Weapons and warfare have become increasing sophisticated; the latest battlefield technology is starting to look more like a computer game with wirelessly connected soldiers communicating via sound and vision to drones carrying satellite linked wi-fi hotspots & given orders by commanders that could be on the of side of the world.
But the weapons of the future won’t need soldiers or commanders to operate them because they will make the decision of what or whom to target themselves using Artificial intelligence.
The pentagon is spending billions on developing a new generation of Lethal Autonomous Weapons (LAWS) like robotic fighter Jets, missiles that decide what to attack and ships that hunt enemy submarines.
For now, remote weapons like UAV’s or Unmanned Aerial Vehicles are directed by humans from the safety of cubicles often hundreds or thousands of miles away from the conflict zone and as such, any decision to use lethal force is made by a person.
But before we start thinking Skynet is going to take over and we’ll have terminators roaming around, we are still a long way from the Hollywood version of AI. Athough We have seen the latest generation of robots like the Boston Dynamics Atlas and its uncannily ability for walk and move like a human, we won’t be seeing an army of robotic soldiers any time soon.
Whilst we think of AI being used with the latest hardware, The USAF is working on using older aircraft refitted with autonomous controls. The project called “Loyal Wingman” sees retired F-16’s reused and with enough autonomy so that they could be fly alongside the latest F-35’s and take cues from the human pilot in another aircraft just as a real human wingman would, and probably before driverless cars will be on public roads.
Autonomous missiles are an area which is already in use with systems like the British “fire and forget” Brimstone missiles. Once it has been primed with target information it can work on its own to select the best target and co-operate with up 24 other missiles to coordinate a staggered attack against swarms of enemy vehicles or boats, if it can’t find a target it will self-destruct.
Drones are the other big area for Military AI. The Israel Aerospace Industries HAROP is a small anti-radiation drone, which is also called the “suicide drone”. This can stay airborne above a battle area for up to 6 hours looking for a specific radio transmission like a RADAR sources or enemy air defense systems, but could in theory look for things like specific mobile phones, the HAROP will then home in on the signal and deliberately crash in to and destroy its target with it on board war head.
Meanwhile, DARPA, the military research arm of the Pentagon has also unveiled the “Sea Hunter”, an autonomous surface vessel that is designed stay at sea for months and track even the quietest submarines anywhere in the world. Because it is designed not to have any human crew during its operation, it must navigate busy shipping lanes and interact with an intelligent human adversary by its self then communicate its data back to its control center or take the appropriate action if it were to be armed.

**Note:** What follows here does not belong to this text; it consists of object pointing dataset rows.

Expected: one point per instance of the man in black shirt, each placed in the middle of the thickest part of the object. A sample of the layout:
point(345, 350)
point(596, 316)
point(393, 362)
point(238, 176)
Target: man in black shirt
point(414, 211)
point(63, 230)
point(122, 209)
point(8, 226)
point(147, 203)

Though these systems can work in an Autonomous mode, the new generation of AI weapons will take this to the next stage, instead of being shown a target or partially remotely controlled, these new weapons will go and look for targets and decide whether or not to destroy them without any human intervention.
Recently DARPA showed a system using a drone that could bought from Amazon but with new AI software it becomes a robot that can then hunt and identify armed men with AK47’s in a mockup of a middle eastern village at a military testing range in the US, it was even capable of finding armed men when they are in the shadows. If it were to be and armed like the HAROP or be able guide a missile to the target it could become a formidable hunting system.
This sort of thing was once the preserve of Hollywood but it will be controlling the future autonomous weapon with in years rather than decades. These new weapons would can offer unmatched speed and precision over any human controlled system and is being called biggest step change since the creation of Gunpowder and Nuclear weapons.
Although this technology will give the edge to the US and their allies, that may be short lived as others are investing heavily in this area and Unlike the development of the atomic bomb that required technologies that were very difficult to create, this is mostly software driven which can be a lot easier to develop given the programming resources.
Once this has been done they could be cheaply mass produced by any significant military power, which also means that it could easily find their way into the hands of rouge states or extremists.
Aerial vehicles like drones, UVA’a and missiles will be the first to use this but already there are calls for such weapons to be banned because of the problems over their ethical and legal position. If an Autonomous Weapon committed a war crime who would be responsible if no human made the decision.
Some say that Lethal Autonomous Weapons will decrease casualties because they can be programmed to follow the rules of engagement rigorously and analyze the situation logically. They don’t have emotions, don’t get tired, stressed or distracted like a human combatant could and there for are less likely to make mistakes and kill civilians.
Whatever your views you may have on it, there is an inexorable drive for AI in the military and the rise of the robots has already started.